Closed gcasamat closed 3 years ago
Sorry, issues are closed automatically when the PR is merged. average_partial_effect.R (continuous treatment) is a generalization of the average_treatment_effect.R (binary treatment), which as you see does not require that same variance estimation, but still requires more than one cluster, @swager may have a better explanation?
Thanks for your reply. What you said is clear to me: with the current implementation of grf, it is not possible to compute the average partial effect in a single cluster. However, it seems that such a computation (in the binary treatment case) is done in the accompanying code of the article https://arxiv.org/abs/1902.07409: school scores are computed by using formula (8) in the paper.
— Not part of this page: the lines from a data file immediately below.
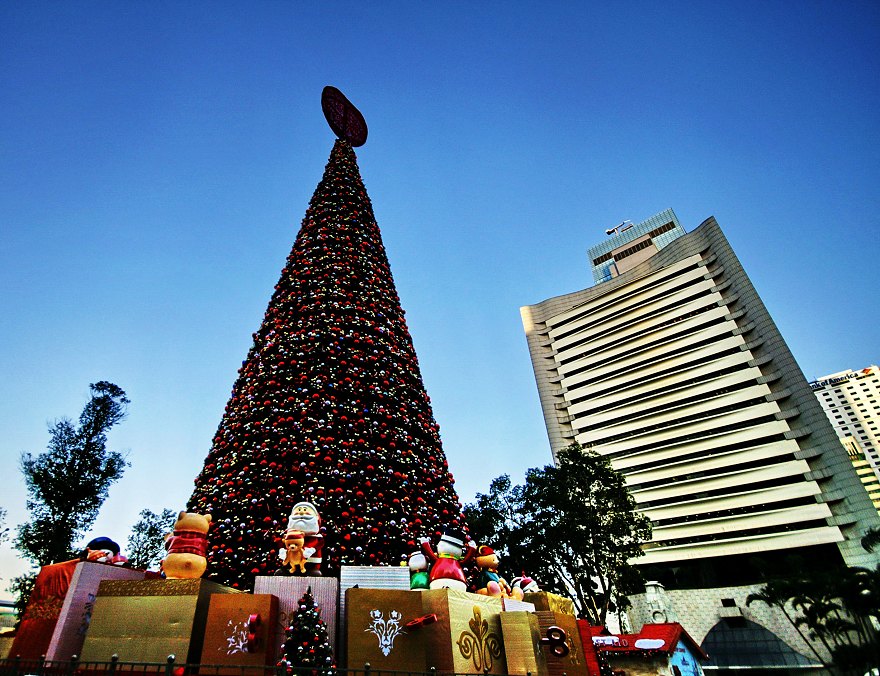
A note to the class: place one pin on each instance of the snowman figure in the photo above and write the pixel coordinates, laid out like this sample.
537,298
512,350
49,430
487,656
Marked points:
446,564
418,571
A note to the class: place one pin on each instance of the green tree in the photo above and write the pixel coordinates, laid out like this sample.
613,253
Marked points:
307,643
68,483
573,526
146,544
871,539
839,609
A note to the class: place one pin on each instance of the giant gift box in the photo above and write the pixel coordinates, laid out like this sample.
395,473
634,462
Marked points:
76,613
573,664
145,621
522,644
44,607
452,631
289,590
368,577
376,629
241,630
467,638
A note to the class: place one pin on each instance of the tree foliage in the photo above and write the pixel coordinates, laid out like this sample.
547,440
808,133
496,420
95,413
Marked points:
572,526
838,610
4,529
67,484
146,543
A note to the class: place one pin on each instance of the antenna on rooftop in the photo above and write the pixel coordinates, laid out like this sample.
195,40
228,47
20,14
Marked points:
621,227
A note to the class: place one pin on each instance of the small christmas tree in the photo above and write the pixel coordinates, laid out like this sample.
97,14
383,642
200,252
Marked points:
307,645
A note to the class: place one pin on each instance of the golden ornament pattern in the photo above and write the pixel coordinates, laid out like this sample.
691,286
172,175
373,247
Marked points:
479,645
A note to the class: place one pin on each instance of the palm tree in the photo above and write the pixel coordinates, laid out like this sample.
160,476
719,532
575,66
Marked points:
871,539
776,594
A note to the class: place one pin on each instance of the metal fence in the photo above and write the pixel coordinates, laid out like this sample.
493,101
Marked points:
15,666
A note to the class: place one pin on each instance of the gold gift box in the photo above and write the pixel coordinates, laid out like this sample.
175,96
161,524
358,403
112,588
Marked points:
228,626
376,629
148,620
522,644
467,637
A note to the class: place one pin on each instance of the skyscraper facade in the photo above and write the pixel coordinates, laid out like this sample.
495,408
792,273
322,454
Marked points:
672,366
850,400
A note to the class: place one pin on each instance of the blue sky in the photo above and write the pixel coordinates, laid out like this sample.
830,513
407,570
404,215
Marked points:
156,160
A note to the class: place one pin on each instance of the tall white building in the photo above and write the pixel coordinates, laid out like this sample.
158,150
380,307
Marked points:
672,367
850,400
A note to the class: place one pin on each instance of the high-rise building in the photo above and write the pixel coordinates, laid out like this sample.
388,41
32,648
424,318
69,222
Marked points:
849,399
672,367
865,471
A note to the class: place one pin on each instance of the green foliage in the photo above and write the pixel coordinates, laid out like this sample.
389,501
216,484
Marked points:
307,643
871,539
146,543
67,483
838,610
4,529
572,526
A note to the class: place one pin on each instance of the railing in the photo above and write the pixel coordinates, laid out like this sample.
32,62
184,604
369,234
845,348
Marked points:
16,666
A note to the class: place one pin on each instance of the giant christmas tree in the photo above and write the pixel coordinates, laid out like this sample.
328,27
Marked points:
329,407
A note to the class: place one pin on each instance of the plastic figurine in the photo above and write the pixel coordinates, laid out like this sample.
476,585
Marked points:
304,517
490,583
187,546
446,564
294,558
418,571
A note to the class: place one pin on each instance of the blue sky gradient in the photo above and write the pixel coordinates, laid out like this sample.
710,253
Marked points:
157,158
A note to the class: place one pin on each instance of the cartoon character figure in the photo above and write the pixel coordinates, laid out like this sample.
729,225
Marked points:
446,568
187,546
103,550
490,583
418,571
294,559
304,517
523,584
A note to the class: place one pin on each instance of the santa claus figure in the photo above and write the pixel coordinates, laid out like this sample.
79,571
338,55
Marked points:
304,517
446,568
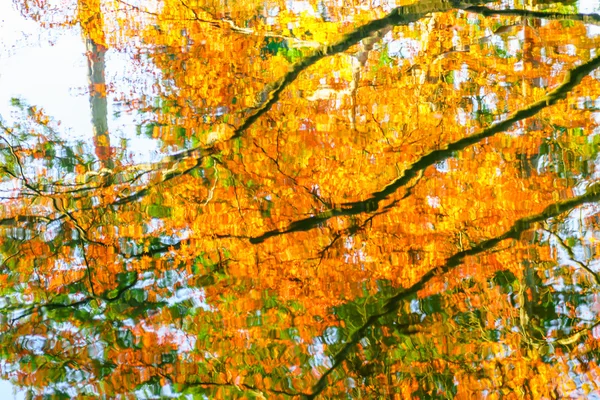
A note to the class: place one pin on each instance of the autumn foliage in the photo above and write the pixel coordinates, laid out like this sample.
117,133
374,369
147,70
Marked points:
352,202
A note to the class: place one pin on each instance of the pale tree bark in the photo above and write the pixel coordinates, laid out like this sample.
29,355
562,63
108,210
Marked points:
90,17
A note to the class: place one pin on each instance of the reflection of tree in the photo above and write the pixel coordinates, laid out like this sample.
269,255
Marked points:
197,273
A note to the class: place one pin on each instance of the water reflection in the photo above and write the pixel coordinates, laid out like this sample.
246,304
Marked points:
355,202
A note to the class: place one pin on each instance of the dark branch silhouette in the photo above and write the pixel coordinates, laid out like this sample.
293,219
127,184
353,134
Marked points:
371,204
393,303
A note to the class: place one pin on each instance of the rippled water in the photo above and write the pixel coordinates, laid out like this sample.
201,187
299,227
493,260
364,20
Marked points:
300,199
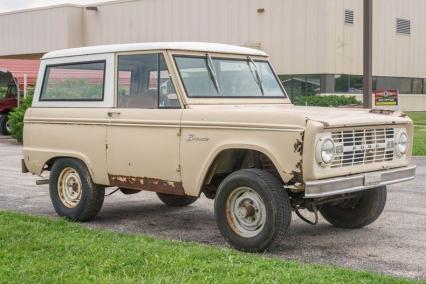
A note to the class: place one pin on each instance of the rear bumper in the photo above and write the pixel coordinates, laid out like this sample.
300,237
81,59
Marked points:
340,185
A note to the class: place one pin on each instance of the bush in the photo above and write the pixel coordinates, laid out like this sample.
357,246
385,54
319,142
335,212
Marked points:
326,101
16,118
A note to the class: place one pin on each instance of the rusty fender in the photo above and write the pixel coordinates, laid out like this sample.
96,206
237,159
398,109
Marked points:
148,184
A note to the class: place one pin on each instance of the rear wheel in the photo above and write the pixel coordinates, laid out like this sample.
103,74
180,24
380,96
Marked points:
72,191
356,212
252,209
176,200
5,125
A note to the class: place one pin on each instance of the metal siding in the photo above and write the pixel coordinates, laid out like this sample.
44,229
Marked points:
301,36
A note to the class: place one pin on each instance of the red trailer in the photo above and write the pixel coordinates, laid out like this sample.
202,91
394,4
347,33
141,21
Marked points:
15,76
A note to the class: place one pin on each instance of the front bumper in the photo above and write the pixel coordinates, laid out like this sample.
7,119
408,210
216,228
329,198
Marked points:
340,185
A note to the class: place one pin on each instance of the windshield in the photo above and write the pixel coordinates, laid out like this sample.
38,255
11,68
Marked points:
206,77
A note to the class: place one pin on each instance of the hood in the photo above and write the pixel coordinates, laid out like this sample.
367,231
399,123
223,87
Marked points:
328,116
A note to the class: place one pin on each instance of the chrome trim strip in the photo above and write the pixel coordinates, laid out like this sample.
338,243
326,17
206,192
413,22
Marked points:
161,123
340,185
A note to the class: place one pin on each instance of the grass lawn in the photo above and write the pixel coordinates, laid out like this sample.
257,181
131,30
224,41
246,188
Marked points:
419,120
40,250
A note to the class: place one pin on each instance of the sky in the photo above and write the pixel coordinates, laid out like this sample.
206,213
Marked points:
12,5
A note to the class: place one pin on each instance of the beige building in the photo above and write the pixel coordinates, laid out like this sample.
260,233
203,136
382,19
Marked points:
315,45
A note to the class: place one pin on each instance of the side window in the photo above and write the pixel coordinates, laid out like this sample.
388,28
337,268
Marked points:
144,82
74,82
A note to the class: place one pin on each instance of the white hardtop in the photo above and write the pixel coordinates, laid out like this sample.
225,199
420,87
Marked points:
184,46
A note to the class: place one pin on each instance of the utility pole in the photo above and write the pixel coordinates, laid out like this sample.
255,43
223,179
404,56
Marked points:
368,54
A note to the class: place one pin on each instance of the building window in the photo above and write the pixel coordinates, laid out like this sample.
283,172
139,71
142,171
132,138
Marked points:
349,17
404,85
417,86
348,83
301,85
403,26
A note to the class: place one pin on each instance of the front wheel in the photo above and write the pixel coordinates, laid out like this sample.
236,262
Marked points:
72,191
356,212
252,209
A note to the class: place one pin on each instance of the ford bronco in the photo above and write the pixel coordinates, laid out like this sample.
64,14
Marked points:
182,119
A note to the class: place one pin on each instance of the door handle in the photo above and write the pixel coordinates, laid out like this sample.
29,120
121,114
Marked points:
112,113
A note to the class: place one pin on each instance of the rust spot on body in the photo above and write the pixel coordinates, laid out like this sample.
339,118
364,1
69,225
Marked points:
148,184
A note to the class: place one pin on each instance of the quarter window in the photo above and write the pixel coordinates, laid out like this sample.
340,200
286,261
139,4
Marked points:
144,82
74,82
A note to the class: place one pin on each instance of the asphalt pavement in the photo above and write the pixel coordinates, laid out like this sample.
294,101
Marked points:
395,244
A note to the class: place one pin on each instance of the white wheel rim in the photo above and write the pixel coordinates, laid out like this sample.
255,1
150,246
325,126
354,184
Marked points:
246,212
69,187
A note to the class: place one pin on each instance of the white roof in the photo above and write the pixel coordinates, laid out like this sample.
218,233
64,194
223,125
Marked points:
186,46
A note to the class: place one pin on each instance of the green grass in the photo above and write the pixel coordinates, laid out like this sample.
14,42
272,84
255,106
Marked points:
419,120
40,250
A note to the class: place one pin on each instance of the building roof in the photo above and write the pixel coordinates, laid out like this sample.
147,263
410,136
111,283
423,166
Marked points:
186,46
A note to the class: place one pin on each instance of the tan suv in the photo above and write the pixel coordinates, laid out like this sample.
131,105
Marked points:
182,119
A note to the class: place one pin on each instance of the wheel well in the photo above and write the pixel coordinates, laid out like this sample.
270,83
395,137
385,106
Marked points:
48,165
231,160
You mean an ATE with only one cluster is computed here? (Sorry, I am not able to find it)
The histogram drawn below (taken from script.R) could not be interpreted as the distribution of ATEs per school? pdf("school_hist.pdf") pardef = par(mar = c(5, 4, 4, 2) + 0.5, cex.lab=1.5, cex.axis=1.5, cex.main=1.5, cex.sub=1.5) hist(school.score, xlab = "School Treatment Effect Estimate", main = "") dev.off()
To summarize, my concern is about the way the variance of W given X is estimated in average_partial_effect.R. Currently it is: variance_forest <- regression_forest(subset.X.orig, (subset.W.orig - subset.W.hat)^2, clusters = subset.clusters, num.trees = num.trees.for.variance ) Why couldn't we have: variance_forest <- regression_forest(X.orig, (W.orig - W.hat)^2, clusters = clusters, num.trees = num.trees.for.variance ), knowing that W.hat itself is estimated on the whole sample (not on the subsetted data) ?
When estimating the ATE with clusters, we imagine a sampling model where we draw random clusters and so we need at least 2 clusters to get a variance estimate; see, e.g., (8) in https://arxiv.org/pdf/1902.07409.pdf where we divide by J - 1 to estimate variance, where J is the number of clusters. (The difference with the setting of the histogram you brought up is that, there, we just need point estimates without variance estimates, and so using data from just one cluster is OK.)
The point you make in your last comment is a good one -- we should provide the user more flexibility in how they get weights. Ideally, the function average_partial_effect
should take an optional argument debiasing.weights
(either of length n
or of the same length as subset
), and if this argument is non-null then we skip training the variance.forest
. @erikcs could you please create an issue for this?
So you do not report the average partial effect for a single cluster because it is not possible to compute variance estimates (even though point estimates can be calculated). Right? More generally, the implications of clustering data when using causal forests are not entirely clear to me. Having read the various threads on the topic, it seems to be an active area of research and I believe that more insights are yet to come. Many thanks for your answer!
Closing this issue as it seemed resolved, note that after version 1.2.0 the average_partial_effect
is removed and replaced by a new unified interface: #723
I have clustered data with a continuous treatment and I would like to compute the average partial effect at the cluster level. This is not possible with the current implementation of the grf software because "with clustering enabled you treat each cluster as a distinct unit, which here would be the same as asking for the average partial effect for a single observation" (see #628). I suggested in this previous issue modifying the computation of V.hat in the script average_partial_effect.R. Having received no reply to this suggestion, I presume this is not a valid way to proceed. However I would be very interested to understand why. More generally, do you have any suggestion on the way to calculate the per cluster average partial effect ?